Lila sourit, le cœur léger. Elle aimait la douceur du train et le silence autour d'elle.
Quand le train s'arrêta, elles descendirent sur le petit quai. Le chemin de terre sentait la menthe et la pierre chaude. Le vélo attendait, appuyé contre un arbre.
Le défi du chemin tranquille
Lila toucha le guidon du bout des pattes. Elle sentit la peur monter, toute petite, dans son ventre. Et si elle tombait ? Et si elle faisait trop de bruit ?
— Je reste près de toi, dit sa maman doucement. On va doucement, ensemble.
Sur le chemin tranquille, Lila posa une patte sur la pédale. Elle prit une grande inspiration. Les arbres faisaient de l'ombre, les oiseaux chantaient bas. Elle poussa, poussa, et le vélo roula un tout petit peu.
— Bravo, Lila ! Tu avances, encouragea sa maman.
Mais soudain, la roue glissa sur un caillou et Lila perdit l'équilibre.
— Oh ! s'exclama-t-elle, un peu effrayée.
Elle tomba doucement dans l'herbe. Sa maman accourut et la serra contre elle.
— Ce n'est rien, dit-elle. On essaie encore ?
Lila hocha la tête. Elle voulait réessayer. Elle voulait réussir.

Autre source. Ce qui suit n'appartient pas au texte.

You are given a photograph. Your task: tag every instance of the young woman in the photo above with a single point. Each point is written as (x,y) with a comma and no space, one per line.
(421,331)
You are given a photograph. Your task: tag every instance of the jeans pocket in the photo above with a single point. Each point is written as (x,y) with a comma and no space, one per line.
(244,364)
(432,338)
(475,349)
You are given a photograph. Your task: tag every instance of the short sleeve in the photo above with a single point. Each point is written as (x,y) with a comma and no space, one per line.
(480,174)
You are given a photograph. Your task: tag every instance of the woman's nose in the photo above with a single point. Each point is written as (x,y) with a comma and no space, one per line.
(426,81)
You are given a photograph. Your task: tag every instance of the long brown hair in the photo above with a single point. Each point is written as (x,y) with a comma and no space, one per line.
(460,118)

Cette fois, sa maman tint le vélo bien droit. Lila pédala, un coup, deux coups, trois coups… Le vélo avança un peu plus loin, en silence, sur le chemin de poussière dorée.
— Tu y arrives, Lila ! Tu es courageuse !
Lila sentit son cœur battre fort, mais elle était fière. Elle n'avait pas abandonné.
Un pique-nique partagé
Après plusieurs essais, Lila était fatiguée. Elles s'assirent sous un grand arbre pour pique-niquer. Lila ouvrit le panier et partagea les baies rouges avec sa maman.
— Merci d'avoir préparé tout ça, dit-elle.
— Merci à toi de m'avoir aidé, répondit sa maman.
Le soleil chauffait tout doucement la clairière. Lila attrapa une petite serviette et essuya la gourde pour que sa maman boive la première.
— C'est agréable de faire les choses ensemble, murmura Lila.
La brise légère caressait leurs joues. Elles écoutaient le silence, juste troublé par le clapotis d'un ruisseau au loin et le bruissement des feuilles.
Le retour et le cœur léger
Quand il fut temps de rentrer, Lila aida sa maman à ranger tout le pique-nique et à porter le panier jusqu'au train.
— C'est plus facile quand on partage, dit Lila.
— Oui, c'est plus doux, répondit sa maman.
Le train repartit lentement, emmenant Lila, sa maman et le vélo. Lila regarda dehors, le paysage défilait doucement. Elle repensa à son défi du jour. Elle s'était relevée, elle avait essayé encore. Elle avait partagé, elle avait grandi. Son cœur était léger, comme une plume d'été.
Le soir, dans sa cabane de mousse, Lila écouta le silence. Elle se sentait bien, fière de ce qu'elle avait fait. Elle savait qu'elle pouvait apprendre de nouvelles choses, un petit peu chaque jour, surtout quand on s'aide et qu'on partage.
Et pendant que le soleil se couchait, Lila sourit. L'été venait juste de commencer, et elle avait déjà appris beaucoup, tout doucement, au rythme tranquille des vacances et du silence qu'elle aimait tant.